Dimanche littérature, Lire " Gouverneurs de la Rosée"

Publié par Elsie HAAS sur 21 Juin 2009, 09:12am

Catégories : #G.CETOUTE chroniques



                                       Correspondants et Amis,
Lire : « Gouverneurs de la rosée » de Jacques Roumain par Guy Cétoute

Intertextualité dans le roman de Jacques Roumain : « Gouverneurs de la rosée » 

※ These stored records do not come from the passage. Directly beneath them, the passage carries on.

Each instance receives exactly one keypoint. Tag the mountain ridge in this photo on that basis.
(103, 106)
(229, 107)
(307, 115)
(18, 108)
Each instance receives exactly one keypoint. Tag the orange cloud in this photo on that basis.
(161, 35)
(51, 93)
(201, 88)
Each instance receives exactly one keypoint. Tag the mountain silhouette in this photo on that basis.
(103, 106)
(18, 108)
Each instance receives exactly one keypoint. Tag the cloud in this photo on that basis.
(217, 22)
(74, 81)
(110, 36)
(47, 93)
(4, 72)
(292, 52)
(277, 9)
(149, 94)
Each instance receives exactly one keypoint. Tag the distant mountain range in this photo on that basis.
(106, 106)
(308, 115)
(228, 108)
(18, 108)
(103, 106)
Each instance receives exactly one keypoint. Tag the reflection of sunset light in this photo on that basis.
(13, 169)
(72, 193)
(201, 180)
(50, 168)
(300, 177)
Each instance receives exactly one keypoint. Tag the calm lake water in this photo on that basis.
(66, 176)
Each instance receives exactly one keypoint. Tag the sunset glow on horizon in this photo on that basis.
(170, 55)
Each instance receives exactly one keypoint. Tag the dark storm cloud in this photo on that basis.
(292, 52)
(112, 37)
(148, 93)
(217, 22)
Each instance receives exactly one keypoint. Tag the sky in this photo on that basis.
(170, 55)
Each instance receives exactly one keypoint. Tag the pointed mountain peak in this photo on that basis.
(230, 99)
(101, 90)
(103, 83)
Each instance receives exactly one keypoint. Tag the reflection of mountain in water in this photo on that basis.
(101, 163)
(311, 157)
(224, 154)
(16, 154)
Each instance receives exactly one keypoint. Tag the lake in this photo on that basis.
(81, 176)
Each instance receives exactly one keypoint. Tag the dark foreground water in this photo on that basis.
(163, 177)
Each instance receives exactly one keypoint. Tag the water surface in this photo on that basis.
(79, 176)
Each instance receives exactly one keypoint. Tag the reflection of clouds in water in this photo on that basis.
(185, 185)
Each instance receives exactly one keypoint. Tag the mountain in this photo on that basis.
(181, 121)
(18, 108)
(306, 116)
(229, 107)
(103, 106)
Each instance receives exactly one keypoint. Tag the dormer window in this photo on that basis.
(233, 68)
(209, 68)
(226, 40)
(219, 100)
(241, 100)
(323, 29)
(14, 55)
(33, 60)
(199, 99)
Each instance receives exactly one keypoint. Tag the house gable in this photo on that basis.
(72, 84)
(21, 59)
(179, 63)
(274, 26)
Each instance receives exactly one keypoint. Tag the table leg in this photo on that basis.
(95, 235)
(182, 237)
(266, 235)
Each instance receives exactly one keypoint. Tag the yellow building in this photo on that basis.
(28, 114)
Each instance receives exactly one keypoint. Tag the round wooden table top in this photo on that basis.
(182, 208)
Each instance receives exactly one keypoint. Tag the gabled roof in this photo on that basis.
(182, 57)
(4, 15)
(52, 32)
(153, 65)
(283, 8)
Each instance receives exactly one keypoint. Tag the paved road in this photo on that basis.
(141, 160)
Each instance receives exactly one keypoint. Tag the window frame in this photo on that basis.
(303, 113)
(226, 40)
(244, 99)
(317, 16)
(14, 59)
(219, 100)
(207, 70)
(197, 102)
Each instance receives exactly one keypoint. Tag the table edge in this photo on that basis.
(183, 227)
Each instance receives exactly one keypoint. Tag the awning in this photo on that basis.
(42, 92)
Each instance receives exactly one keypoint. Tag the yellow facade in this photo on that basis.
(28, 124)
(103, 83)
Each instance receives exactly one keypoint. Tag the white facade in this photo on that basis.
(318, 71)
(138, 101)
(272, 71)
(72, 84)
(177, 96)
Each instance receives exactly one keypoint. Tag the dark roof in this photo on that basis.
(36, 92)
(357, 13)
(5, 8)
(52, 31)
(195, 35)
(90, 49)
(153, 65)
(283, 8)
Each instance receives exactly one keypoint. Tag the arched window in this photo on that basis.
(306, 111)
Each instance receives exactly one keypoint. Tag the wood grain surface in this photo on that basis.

 La question qui se pose à nous consiste à savoir avec quel texte littéraire le roman de Jacques Roumain a-t-il le plus de liens de par son contenu ? C’est de cette quête qu’il s’agira tout au long du parcours de lecture. Nous y reviendrons. Mais d’abord, notre premier mouvement nous conduit à nous assurer de bien posséder la notion d’<intertextualité<  telle que comprise par plusieurs auteurs. Pour cela, nous devrions nous référencer en priorité à <l’intertexte< de Roland Barthes qui nous dit clairement : « tout texte est un intertexte ; d'autres textes sont présents en lui à des niveaux variables, sous des formes plus ou moins reconnaissables : les textes de la culture antérieure et ceux de la culture environnante ; tout texte est un tissu nouveau de citations révolues. »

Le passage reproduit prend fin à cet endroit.